The period 1199–c .1240 is an important one in the history of the crusading movement, since any inhibitions in papal circles had finally been overcome when it came to the application of the crusade against political opponents. The same period also saw diversification in another respect with the emergence of the crusade against heretics. Again there are clear indications that such action had been foreshadowed, not least by Innocent III, the pope who was finally provoked in 1208 to declare a crusade against the adherents of the Cathar heresy in southern France, by then very strongly entrenched. The notorious Albigensian Crusade, which failed to eradicate the heresy but destroyed so much of the cultural, social, and political fabric of Languedoc, would proceed episodically for the next twenty years. Once more, precedent set, it was so much easier to launch crusades against other heretics, for example those against the Stedinger heretics in Germany in 1232, and against Bosnian heretics in 1227 and 1234.
In sum, so far as applications of crusade are concerned, we can identify and plot a clear process of evolution from the time of the First Crusade.
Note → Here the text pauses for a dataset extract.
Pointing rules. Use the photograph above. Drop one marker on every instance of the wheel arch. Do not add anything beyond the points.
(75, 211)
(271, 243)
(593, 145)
Urban II saw little distinction in the merit to be gained from seeking to rescue Christian people and places from Muslim oppression in Spain and the Levant, and he considered the crusade to be an appropriate instrument to that end in both theatres. His successors drew out the logic of that position and extended it to other opponents of the Church. The scope of the Second Crusade, as it evolved in practice, illustrates this graphically in relation to the West’s frontiers: simultaneously, crusade operations were being conducted in Spain and Portugal, and north-eastern Europe, as well as Syria. Under Pope Innocent III another major breakthrough occurred with the first deployments of crusading against heretics and papal political opponents. Both could be, and were, depicted as oppressors of Christians and Mother Church, and much the same justificatory framework, sentiment, and imagery that were used in papal bulls declaring crusades against Muslims, Slavs, or Mongols, were employed in the calls to crusade against Hohenstaufen emperors or Cathar heretics. Enemies within posed no less a threat than the enemy without; indeed, as popes and others frequently stressed, they were more dangerous. Crusades against these enemies were considered more necessary than those to the Holy Land accordingly. The crusade, the most potent weapon in the papacy’s formidable arsenal, increasingly emerged, then, as an instrument to be applied as and when popes saw fit, and against whomsoever and wherever its use was appropriate. By the middle of the thirteenth century, this was unquestionably the reality, but it should be stressed that by no means all contemporaries were content with each and every aspect of this broad development. Papal policy was one thing, public opinion another.